Some secrets take a long time to reach the surface of Leadership Land. Secrets of people often become taboos. The intellectual elite can suppress secrets of nature until their authority crumples under the weight of empirical evidence. Until Cerebrium is widely acknowledged, it continues to glow weakly at shallow depths.
On the Next Expisode of Adventures in Leadership Land…
We’ll complete the anti-knowledge life cycle in How to Discover Secrets in Leadership Land, Part 2. We will see what happens to Cerebrium when it reaches the surface of Leadership Land, how secrets return to the Unknown Abyss, and most importantly: how to reverse-engineer the life cycle to discover secrets.
This is post #5 in the Leadership Land Consistency Experiment, Phase I. We’re building better writing habits by publishing weekly between 12/20/24 – 2/28/25, instead of once every someday. Are we compromising quality for increased quantity? Was this post any better or worse than usual?

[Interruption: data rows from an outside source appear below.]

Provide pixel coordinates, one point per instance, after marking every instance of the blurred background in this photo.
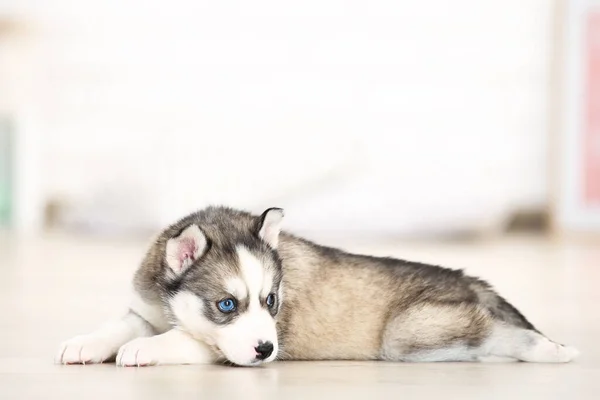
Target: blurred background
(360, 118)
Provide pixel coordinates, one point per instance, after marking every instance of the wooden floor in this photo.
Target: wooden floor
(54, 288)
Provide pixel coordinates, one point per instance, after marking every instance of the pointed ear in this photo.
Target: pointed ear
(270, 226)
(184, 249)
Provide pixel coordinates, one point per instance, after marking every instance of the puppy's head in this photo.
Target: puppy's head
(226, 285)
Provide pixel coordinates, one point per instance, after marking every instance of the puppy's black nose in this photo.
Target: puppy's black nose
(263, 350)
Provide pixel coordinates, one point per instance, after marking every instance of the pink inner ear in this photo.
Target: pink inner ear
(187, 250)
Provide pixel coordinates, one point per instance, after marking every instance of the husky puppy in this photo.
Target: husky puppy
(225, 285)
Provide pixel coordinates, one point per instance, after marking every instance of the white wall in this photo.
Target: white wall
(383, 115)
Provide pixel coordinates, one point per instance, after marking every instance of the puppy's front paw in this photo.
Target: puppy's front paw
(140, 352)
(85, 349)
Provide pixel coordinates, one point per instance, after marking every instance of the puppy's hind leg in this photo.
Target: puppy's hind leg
(525, 345)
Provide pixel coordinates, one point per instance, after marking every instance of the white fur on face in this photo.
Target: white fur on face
(238, 339)
(188, 310)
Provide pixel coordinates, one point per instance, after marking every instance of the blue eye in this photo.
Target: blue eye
(227, 305)
(271, 300)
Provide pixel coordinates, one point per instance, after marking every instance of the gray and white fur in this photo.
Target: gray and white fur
(223, 285)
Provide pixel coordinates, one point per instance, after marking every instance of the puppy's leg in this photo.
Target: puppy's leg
(525, 345)
(432, 332)
(103, 344)
(172, 347)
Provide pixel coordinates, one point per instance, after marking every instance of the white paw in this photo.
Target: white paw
(85, 349)
(140, 352)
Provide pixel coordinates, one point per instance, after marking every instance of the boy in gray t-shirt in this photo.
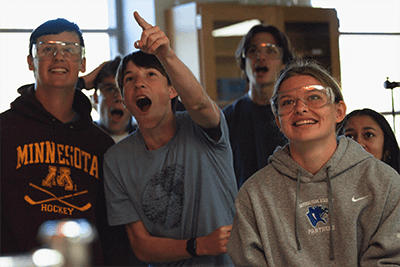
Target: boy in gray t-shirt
(171, 182)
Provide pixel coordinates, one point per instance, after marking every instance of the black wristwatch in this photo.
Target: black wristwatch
(191, 247)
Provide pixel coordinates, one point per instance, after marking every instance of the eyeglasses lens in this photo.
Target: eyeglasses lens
(47, 50)
(268, 50)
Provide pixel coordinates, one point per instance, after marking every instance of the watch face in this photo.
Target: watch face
(191, 247)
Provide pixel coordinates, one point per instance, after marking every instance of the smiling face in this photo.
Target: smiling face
(304, 124)
(262, 70)
(113, 115)
(367, 132)
(147, 95)
(57, 72)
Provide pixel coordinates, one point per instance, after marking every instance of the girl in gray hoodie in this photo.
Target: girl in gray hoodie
(321, 200)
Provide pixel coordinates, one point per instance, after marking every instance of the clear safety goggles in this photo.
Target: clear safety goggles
(47, 50)
(314, 96)
(271, 51)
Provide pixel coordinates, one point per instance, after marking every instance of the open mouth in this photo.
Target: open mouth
(144, 104)
(261, 69)
(304, 122)
(58, 70)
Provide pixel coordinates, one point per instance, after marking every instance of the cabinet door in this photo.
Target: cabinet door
(313, 33)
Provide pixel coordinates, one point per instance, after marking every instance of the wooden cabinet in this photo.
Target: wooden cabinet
(313, 33)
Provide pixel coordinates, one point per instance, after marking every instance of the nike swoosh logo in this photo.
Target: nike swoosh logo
(361, 198)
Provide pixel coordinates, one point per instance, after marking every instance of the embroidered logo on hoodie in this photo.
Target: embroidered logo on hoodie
(317, 214)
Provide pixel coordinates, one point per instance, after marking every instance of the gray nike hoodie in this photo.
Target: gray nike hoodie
(347, 214)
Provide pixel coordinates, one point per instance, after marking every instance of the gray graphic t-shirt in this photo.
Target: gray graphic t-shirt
(184, 189)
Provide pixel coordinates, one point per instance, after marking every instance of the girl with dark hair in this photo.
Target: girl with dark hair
(372, 131)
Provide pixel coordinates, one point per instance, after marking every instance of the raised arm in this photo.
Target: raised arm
(158, 249)
(201, 108)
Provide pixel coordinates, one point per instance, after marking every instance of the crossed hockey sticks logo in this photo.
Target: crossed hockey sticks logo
(60, 199)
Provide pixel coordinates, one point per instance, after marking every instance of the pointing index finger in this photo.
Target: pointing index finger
(142, 23)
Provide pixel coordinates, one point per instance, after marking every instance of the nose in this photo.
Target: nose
(57, 55)
(117, 97)
(300, 106)
(261, 54)
(139, 83)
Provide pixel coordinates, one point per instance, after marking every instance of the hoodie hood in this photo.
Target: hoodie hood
(347, 154)
(29, 106)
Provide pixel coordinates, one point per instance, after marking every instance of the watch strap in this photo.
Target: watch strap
(191, 247)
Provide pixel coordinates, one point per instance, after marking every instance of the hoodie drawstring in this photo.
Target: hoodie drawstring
(330, 204)
(296, 215)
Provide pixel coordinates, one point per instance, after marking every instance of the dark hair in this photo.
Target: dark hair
(144, 60)
(55, 26)
(109, 69)
(280, 38)
(313, 69)
(391, 150)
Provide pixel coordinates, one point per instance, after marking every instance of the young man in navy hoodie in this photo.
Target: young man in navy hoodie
(51, 151)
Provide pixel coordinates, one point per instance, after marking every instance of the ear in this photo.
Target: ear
(172, 92)
(95, 97)
(340, 111)
(31, 64)
(278, 123)
(83, 65)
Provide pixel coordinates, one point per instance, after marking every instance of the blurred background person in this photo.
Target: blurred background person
(261, 55)
(114, 118)
(372, 131)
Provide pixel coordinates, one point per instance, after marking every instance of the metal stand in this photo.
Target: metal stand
(391, 86)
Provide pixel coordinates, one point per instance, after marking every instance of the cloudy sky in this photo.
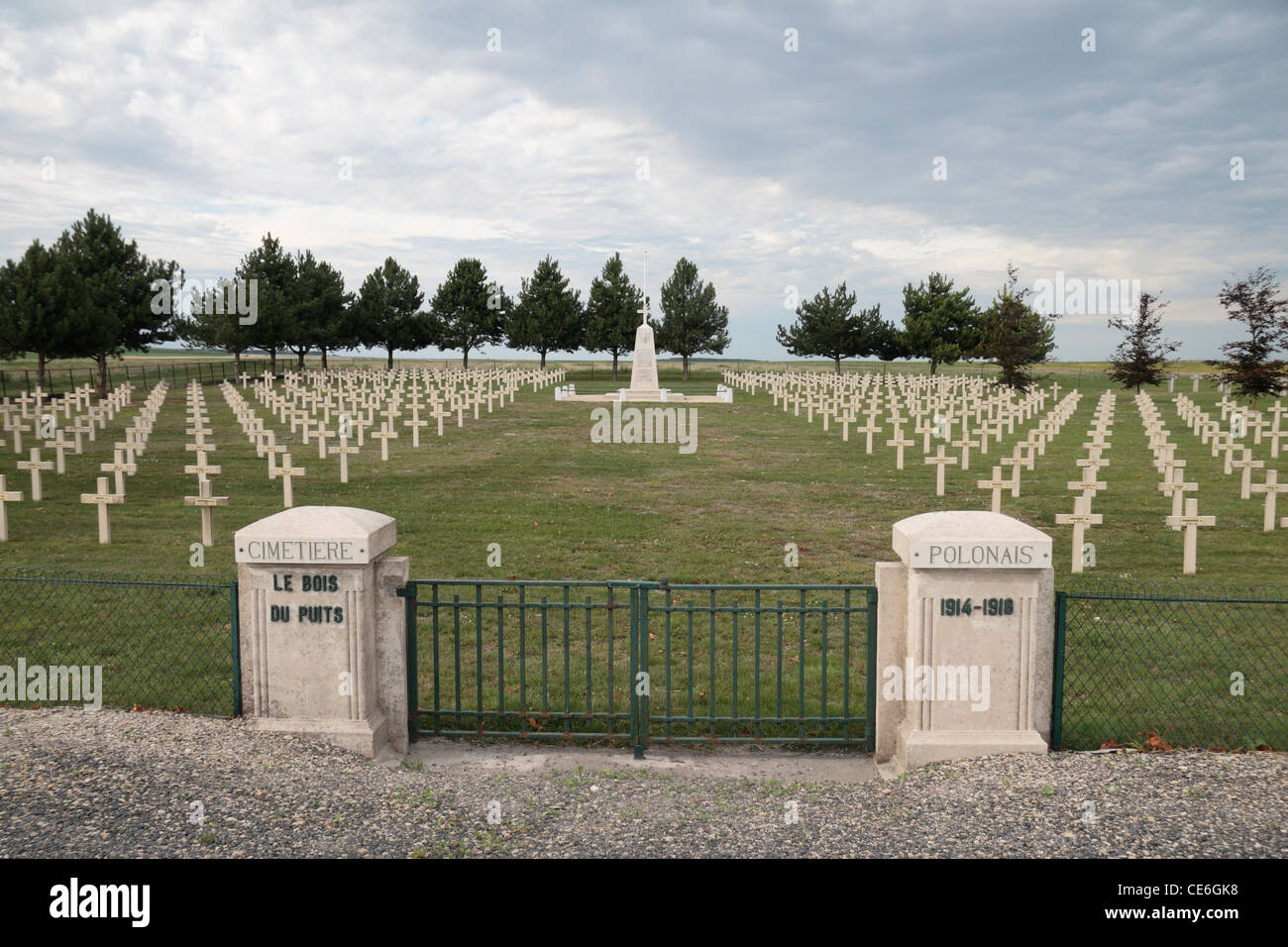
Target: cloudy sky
(774, 146)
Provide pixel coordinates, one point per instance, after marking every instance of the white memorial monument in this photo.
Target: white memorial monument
(965, 639)
(322, 635)
(644, 385)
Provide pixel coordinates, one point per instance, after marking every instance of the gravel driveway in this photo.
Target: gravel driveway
(123, 784)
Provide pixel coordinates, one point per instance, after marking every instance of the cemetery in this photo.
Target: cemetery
(426, 454)
(506, 500)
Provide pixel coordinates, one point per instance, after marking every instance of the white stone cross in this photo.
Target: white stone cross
(35, 466)
(1080, 519)
(344, 451)
(384, 434)
(1089, 484)
(207, 514)
(201, 468)
(119, 467)
(286, 472)
(940, 460)
(1271, 487)
(103, 500)
(900, 442)
(997, 484)
(7, 496)
(1190, 522)
(1176, 488)
(1245, 467)
(965, 442)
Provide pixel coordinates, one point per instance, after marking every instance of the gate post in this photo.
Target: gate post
(965, 639)
(323, 638)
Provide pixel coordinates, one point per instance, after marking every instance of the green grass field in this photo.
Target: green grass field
(562, 508)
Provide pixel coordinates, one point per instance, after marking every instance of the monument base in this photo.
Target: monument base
(922, 748)
(368, 737)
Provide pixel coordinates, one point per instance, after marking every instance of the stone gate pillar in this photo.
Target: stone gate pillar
(322, 631)
(965, 639)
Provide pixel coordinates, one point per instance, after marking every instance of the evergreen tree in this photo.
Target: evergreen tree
(274, 273)
(692, 320)
(548, 316)
(612, 312)
(34, 312)
(1256, 303)
(110, 292)
(322, 308)
(1141, 356)
(1016, 335)
(828, 326)
(214, 322)
(468, 311)
(939, 324)
(389, 315)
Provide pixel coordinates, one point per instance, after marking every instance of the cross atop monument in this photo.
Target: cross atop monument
(644, 283)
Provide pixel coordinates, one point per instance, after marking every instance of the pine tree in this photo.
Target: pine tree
(939, 324)
(1016, 335)
(692, 320)
(828, 326)
(548, 316)
(612, 312)
(34, 312)
(389, 315)
(1141, 356)
(1249, 368)
(468, 309)
(321, 308)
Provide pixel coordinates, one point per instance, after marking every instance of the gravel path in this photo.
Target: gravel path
(121, 784)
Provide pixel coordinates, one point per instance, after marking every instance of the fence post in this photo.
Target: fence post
(408, 595)
(236, 635)
(632, 664)
(1057, 680)
(871, 684)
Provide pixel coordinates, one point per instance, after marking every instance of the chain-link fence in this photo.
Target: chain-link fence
(1193, 667)
(69, 638)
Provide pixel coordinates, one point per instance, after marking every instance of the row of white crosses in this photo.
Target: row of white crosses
(1089, 484)
(134, 445)
(84, 420)
(1236, 457)
(356, 397)
(205, 499)
(265, 441)
(934, 406)
(1173, 484)
(1024, 453)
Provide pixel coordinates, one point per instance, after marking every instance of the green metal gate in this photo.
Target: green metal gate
(636, 664)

Please share your comments below or reply directly if you’re reading the newsletter!
To be fair, many cultures had mythological equivalents of aliens who lived in different planes of existence from ours (rather than really far away in the same universe). For example, Nordic mythology had Jötunheimr (home of the “giants” that weren’t necessarily large) and Svartálfheimr (home of the dark elves), among other realms. An incursion of dark elves from another dimension would be like an alien invasion today.
Note that absence of evidence ≠ evidence of absence. Just because archaeologists haven’t found wheels and axles in Mesoamerican dig sites doesn’t mean they never existed in the pre-Columbian Americas…just that they probably didn’t. Also, wheeled luggage was invented in the 1950s (before the moon landing), but the patent and mass production came almost two decades later.